The man who has built an Enchanted Highway into Regent turned his attention to the closed school right next door to his Enchanted Castle which had been a part of the former school campus years before.

The School of Terror got off to a good start, Greff said.
“It went great…. better than I expected,” he said, noting that about 125 people paid for admission on the opening night. “I thought if we got over a hundred we’d be happy and it was better than what I expected.”
Saturday night attendance was even better with Greff saying that more than 150 people visited the newly “spook-i-fied” school.
Greff said he heard a lot of positive comments about the visitors had gone to school over the first weekend. The school will be open Friday and Saturday, followed by Halloween night and Nov. 1 and Nov. 2 before it will go dark again for almost a year.
“The comments were nothing but good and that they were impressed with it,” Greff said. “They said it was worth their time and their money.”
After the visitors signed waivers and paid admission in the former school gymnasium, they followed a glowing rope past several skulls mounted along the walkway before getting to the actual entrance.
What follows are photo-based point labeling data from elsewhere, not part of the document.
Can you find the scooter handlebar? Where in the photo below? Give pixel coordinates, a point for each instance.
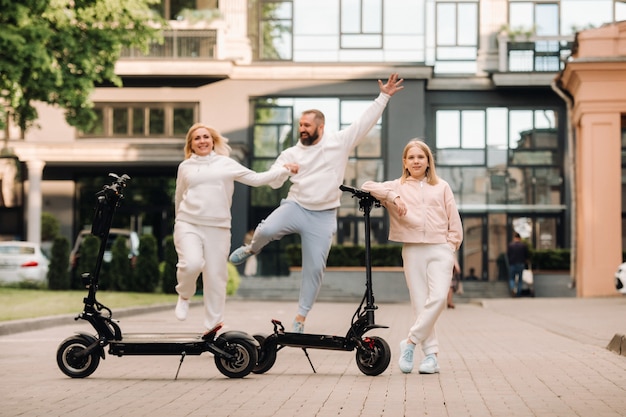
(355, 191)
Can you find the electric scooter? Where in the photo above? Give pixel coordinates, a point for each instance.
(78, 356)
(372, 353)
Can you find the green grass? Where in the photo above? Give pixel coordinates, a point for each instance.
(18, 304)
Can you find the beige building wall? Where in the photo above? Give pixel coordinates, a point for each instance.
(596, 80)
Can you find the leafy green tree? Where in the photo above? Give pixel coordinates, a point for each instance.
(58, 273)
(55, 51)
(147, 269)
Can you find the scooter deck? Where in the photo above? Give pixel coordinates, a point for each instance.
(160, 344)
(161, 337)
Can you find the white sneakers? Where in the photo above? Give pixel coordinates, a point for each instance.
(429, 364)
(182, 308)
(406, 356)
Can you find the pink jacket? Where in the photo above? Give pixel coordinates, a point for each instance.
(432, 215)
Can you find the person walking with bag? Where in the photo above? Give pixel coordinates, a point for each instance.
(424, 217)
(518, 255)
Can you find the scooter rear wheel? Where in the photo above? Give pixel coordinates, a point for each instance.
(267, 355)
(375, 357)
(245, 358)
(71, 361)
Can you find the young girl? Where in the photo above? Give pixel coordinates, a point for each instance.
(204, 191)
(424, 217)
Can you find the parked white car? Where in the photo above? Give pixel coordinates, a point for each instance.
(620, 278)
(22, 261)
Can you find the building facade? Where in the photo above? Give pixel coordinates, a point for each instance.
(498, 88)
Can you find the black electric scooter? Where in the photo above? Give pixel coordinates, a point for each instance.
(372, 353)
(78, 356)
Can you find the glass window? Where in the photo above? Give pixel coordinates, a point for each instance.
(577, 15)
(361, 24)
(157, 121)
(342, 31)
(183, 119)
(500, 156)
(276, 30)
(120, 121)
(138, 119)
(147, 120)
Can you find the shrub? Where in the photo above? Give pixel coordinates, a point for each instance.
(50, 227)
(233, 280)
(58, 273)
(120, 270)
(146, 271)
(170, 258)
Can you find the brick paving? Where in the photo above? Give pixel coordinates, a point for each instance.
(499, 357)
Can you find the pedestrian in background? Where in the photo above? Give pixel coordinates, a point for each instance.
(424, 217)
(518, 255)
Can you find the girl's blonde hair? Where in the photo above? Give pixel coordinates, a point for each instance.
(220, 143)
(431, 172)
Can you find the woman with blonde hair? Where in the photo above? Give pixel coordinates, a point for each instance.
(202, 203)
(424, 217)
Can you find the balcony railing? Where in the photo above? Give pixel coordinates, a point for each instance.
(534, 54)
(200, 44)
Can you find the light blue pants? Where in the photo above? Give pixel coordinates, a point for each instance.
(316, 230)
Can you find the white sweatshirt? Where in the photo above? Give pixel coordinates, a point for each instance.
(205, 185)
(322, 166)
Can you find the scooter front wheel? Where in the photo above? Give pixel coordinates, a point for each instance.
(374, 358)
(267, 355)
(72, 359)
(243, 361)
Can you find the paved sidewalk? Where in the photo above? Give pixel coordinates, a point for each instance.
(499, 357)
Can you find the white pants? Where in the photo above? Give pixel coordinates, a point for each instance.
(203, 249)
(428, 272)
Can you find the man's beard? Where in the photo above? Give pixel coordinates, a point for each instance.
(307, 140)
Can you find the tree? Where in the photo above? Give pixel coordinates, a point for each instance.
(56, 51)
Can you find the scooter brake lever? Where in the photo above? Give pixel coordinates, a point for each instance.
(278, 324)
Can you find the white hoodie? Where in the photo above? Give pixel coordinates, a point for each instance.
(205, 185)
(322, 166)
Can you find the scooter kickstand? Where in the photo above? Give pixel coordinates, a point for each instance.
(306, 353)
(182, 358)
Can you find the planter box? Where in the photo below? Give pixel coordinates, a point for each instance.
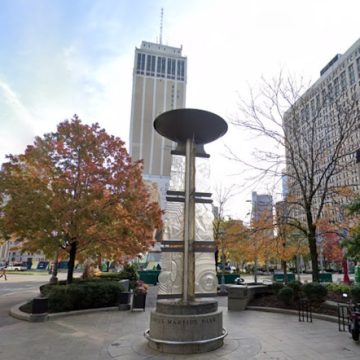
(279, 277)
(149, 277)
(124, 301)
(139, 301)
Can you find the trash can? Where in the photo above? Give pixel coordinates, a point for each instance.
(357, 274)
(125, 284)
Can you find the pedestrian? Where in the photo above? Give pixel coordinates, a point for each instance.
(3, 272)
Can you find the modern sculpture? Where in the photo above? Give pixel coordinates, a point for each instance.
(191, 324)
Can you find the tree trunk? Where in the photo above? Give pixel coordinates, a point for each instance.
(314, 257)
(71, 264)
(285, 271)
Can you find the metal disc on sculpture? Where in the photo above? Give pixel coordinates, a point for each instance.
(188, 323)
(181, 124)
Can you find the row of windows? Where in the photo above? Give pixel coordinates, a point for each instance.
(165, 67)
(333, 88)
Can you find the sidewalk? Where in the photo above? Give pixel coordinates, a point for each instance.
(119, 335)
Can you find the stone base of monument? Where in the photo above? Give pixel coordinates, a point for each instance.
(180, 328)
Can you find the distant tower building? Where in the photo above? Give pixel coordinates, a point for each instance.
(327, 112)
(262, 207)
(159, 85)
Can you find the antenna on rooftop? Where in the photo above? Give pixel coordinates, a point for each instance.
(161, 24)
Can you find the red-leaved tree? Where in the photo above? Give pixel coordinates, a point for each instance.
(78, 189)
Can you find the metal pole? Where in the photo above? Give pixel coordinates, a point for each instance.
(222, 286)
(189, 224)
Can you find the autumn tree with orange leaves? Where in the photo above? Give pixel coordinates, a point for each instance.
(77, 189)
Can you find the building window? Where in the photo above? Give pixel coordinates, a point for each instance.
(171, 68)
(336, 87)
(343, 83)
(180, 74)
(161, 64)
(358, 66)
(351, 73)
(140, 64)
(150, 65)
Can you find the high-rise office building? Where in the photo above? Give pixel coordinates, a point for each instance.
(323, 130)
(159, 85)
(261, 208)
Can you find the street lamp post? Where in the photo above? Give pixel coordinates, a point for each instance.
(222, 284)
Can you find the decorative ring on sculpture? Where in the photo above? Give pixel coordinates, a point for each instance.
(207, 281)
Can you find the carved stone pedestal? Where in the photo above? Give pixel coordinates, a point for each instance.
(180, 328)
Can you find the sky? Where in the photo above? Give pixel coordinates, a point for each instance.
(64, 57)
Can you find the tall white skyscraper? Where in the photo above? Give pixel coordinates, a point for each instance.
(159, 85)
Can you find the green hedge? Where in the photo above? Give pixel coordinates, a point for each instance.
(84, 295)
(286, 295)
(314, 292)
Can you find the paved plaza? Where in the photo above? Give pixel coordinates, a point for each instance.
(118, 335)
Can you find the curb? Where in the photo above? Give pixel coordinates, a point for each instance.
(20, 315)
(292, 312)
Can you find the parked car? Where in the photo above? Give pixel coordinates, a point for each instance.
(16, 267)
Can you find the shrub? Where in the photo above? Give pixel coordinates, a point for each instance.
(286, 295)
(296, 286)
(129, 272)
(355, 293)
(315, 292)
(84, 295)
(276, 287)
(338, 288)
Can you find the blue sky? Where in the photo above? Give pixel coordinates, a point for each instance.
(60, 57)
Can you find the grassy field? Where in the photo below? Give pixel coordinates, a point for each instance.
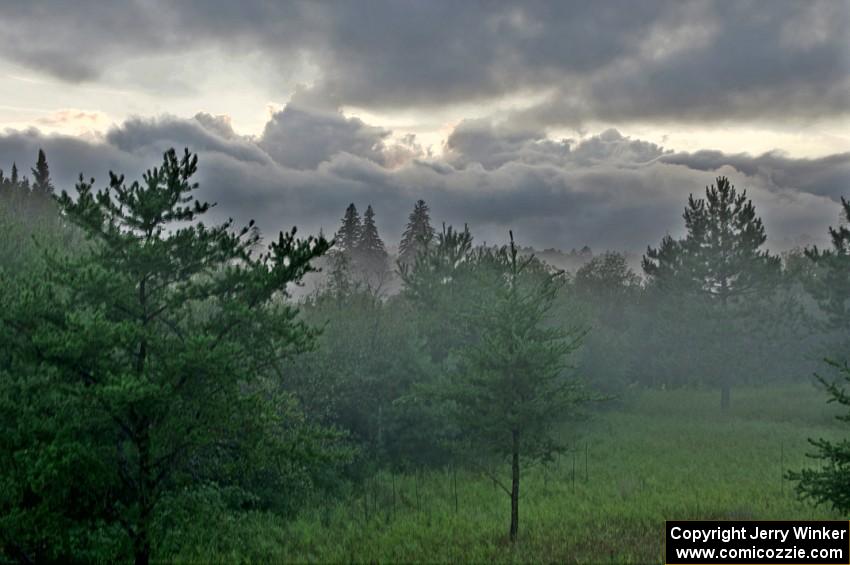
(662, 455)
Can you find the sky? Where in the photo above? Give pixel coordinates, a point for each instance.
(569, 122)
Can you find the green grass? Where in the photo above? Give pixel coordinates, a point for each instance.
(662, 455)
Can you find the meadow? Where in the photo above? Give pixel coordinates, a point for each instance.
(656, 455)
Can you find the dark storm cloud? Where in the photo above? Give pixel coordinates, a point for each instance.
(609, 191)
(826, 176)
(302, 139)
(617, 61)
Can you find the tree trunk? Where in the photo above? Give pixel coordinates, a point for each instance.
(725, 396)
(515, 487)
(141, 549)
(141, 539)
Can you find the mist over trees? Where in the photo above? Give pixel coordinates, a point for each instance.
(155, 368)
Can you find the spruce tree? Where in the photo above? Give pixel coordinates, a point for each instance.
(511, 386)
(830, 483)
(417, 235)
(41, 176)
(370, 254)
(831, 286)
(142, 372)
(349, 233)
(716, 267)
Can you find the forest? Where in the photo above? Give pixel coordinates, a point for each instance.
(174, 389)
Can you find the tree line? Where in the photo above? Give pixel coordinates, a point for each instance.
(153, 366)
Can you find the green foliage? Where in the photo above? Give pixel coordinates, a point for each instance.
(830, 483)
(643, 468)
(608, 290)
(714, 287)
(510, 388)
(144, 366)
(350, 231)
(369, 254)
(829, 279)
(417, 235)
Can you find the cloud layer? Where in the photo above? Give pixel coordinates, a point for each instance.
(574, 61)
(609, 190)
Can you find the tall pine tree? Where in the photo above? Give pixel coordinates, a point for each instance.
(417, 235)
(831, 288)
(42, 183)
(350, 231)
(718, 268)
(143, 371)
(370, 254)
(512, 386)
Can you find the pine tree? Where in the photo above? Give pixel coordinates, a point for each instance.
(349, 233)
(370, 254)
(716, 266)
(830, 484)
(143, 371)
(41, 176)
(831, 288)
(511, 387)
(417, 235)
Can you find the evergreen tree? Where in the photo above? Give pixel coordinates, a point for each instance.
(41, 176)
(511, 386)
(350, 231)
(370, 255)
(831, 285)
(417, 235)
(830, 484)
(141, 373)
(717, 267)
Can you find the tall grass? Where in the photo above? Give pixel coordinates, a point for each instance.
(665, 455)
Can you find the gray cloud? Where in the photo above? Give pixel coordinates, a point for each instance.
(302, 139)
(618, 61)
(609, 191)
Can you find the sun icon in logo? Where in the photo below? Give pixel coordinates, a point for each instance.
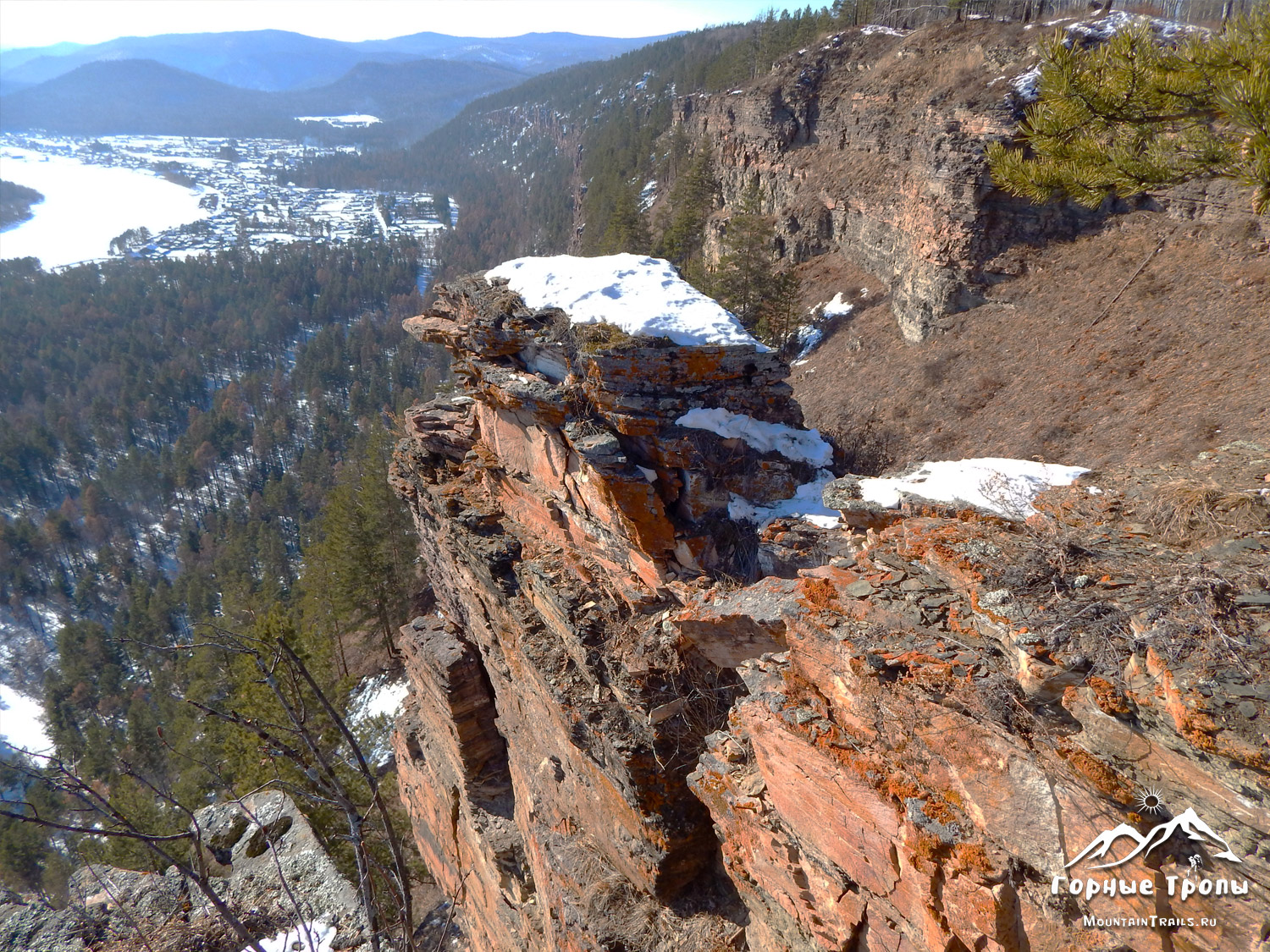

They had to pass a school bus full of skeletons and go to the door where lightning flashed on the outside of the building.
Inside, they had to wait inside with Freddie Kruger checking them out in one corner and a witch giving them an evil eye before they could start going up a creaky flight of stairs with the sounds of screams in front of them.
Some had to follow a zombie guide up the steps. Others made their own way.
The fact that the school was not being used prompted Greff to come up with an idea of how to use it again, he explained. “It hadn’t been used for 10 years.”
He already looks at the “School of Terror” as a success and is looking forward to to coming up with the Oct. 2020 version. “A lot of people enjoy the Halloween experience,” he said. “People are willing to travel for the Halloween scene especially when it is a good program or good presentation.
“Why not go with it. It seems to be the ‘in’ thing. People seem to like and enjoy it,” Greff said, noting that he decided to give it a shot.
The school will be open for five more nights, including Halloween night. “We are trying to score everybody. We want to give everybody a nice thrill.”
Greff said the goal is to limit people to groups of three or four. “That way, we can give them the ultimate experience. It makes it a better experience for them.
“We found out that a group of eight or nine, we found out is too much. After the first night, we learned what worked best.”
The “School of Terror” will return in 2020 even better, Greff said. “We are going to improve upon it. We have other ideas to get ready for next year. Next year, we are going to make it better.”
The staff in the school behind the masks and scenes has also increased. The school started off with about 15. “We are going to have about 20 to 30,” he added.
Some come from Mott-Regent and New England high schools, including members of FBLA (Future Business Leaders of America), he said.
There may be future changes in store for the school building, according to Greff. “We are looking at turning it into the worlds largest ‘escape room,’” he explained.
“Escape rooms are a big thing now. We are going to use the whole floor. You go into an escape room and you get clues to find your way out,” he explained.